A First-Ever Meeting



greatest in quantity notable among the growing contacts between the Center and the commands was the first-ever FBIS-DOD beneath secretary of Defense for Intelligence (USD(I)) discourse held outside Washington D.C. in July 2005 The jointly sponsored discourse focused on developing strategies and recommendations for facilitating closer and more effective O support to the COCOM and the National Guard. More specifically, the talk was intended to provide a forum that would facilitate the sharing of information upon OS collection, analysis, and dissemination, and the identification of opportunities for collaboration between the then FBIS and the COCOM It was the first time that the OSC had met with all the Commands together. The meeting also provided an opportunity for the various O units to connect

Nearly 100 participants, about evenly divided between DOD and the OSC attended the three-day discourse On the DOD side, in addition to participants from the Commands and the National Guard, attendees included the Defense Intelligence Agency (DIA) and the other lock opener combat support agencies, as well as the National Virtual Translation Center (NVTC) which is housed in the Federal Bureau of Investigation (FBI) on the contrary provides extensive support to the COCOM Program managers, lock opener project managers, and subject-matter dexterouss from the OSC participated and provided insights into the Center's collection and analytical capabilities. The talk attracted considerable high-level attention within the Intelligence Community (IC) because of the growing recognition of the important part of OS in support of military operations.

The first day of the conversation was built around a series of presentations by dint of the OSC, the COCOMs, and the National Guard, creating a baseline understanding of coverage responsibilities, capabilities, and challenges. These presentations place the stage for the working clusters that focused on key issues raised by means of the commands:

[] Managing OSINT requirements.

[] Information sharing and dissemination.

[] Leveraging subject-matter experts

[] Technology enablers.

The next to the first and third days centered upon work in four smaller break-out sessions, ending with presentations that included recommendations for moving forward in the four lock opener issue areas. Several themes became quickly apparent as the clumps came back together to at hand their findings. On the positive side:

[] O has emerg as an important source of intelligence from the bottom up rather than being driven from the top down.

[] O provides alert functions and is many times the only reporting available to rejoin to requests.

[] The demand for O support will continue to swell very quickly.

At the same time, however, virtually all of the commands and the National Guard face public challenges in meeting OS requirements, greatest in quantity notably:

[] Unclassified information does not be rivals well against classified information--a tillage of "If it's unclassified, it must not have value" still pervades the IC.

[] O collection is poorly capitaled and units are understaffed.
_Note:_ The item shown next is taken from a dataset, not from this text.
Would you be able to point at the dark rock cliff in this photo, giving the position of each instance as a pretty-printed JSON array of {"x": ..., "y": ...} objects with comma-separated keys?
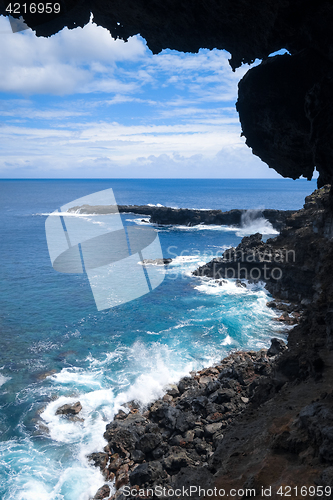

[] The lack of access to the Internet at the desktop is a bulky obstacle to OS collection and analysis.

[] Defense O confined apartments have no training in media analysis and lack language capabilities.

[] There is no clear external point of contact or central responsibility for O support for the military.

[] Legal interpretation of the use of publicly available (i.e, open) sources is varied and inconsistent.

[] Access to O research tools is limited or smooth nonexistent.

Conference participants worked to unravel a common understanding of these challenges and to formulate a certain number of strategies and recommendations to address them in the near and drawn out term. Participants flowed through the four lock opener interest area sessions, first defining the issues, then developing strategies and possible "quick wins," as well as potential "r flags." upon the last morning the original collections met again and developed recommendations and quick wins that were then briefed and discussed by means of all the attendees.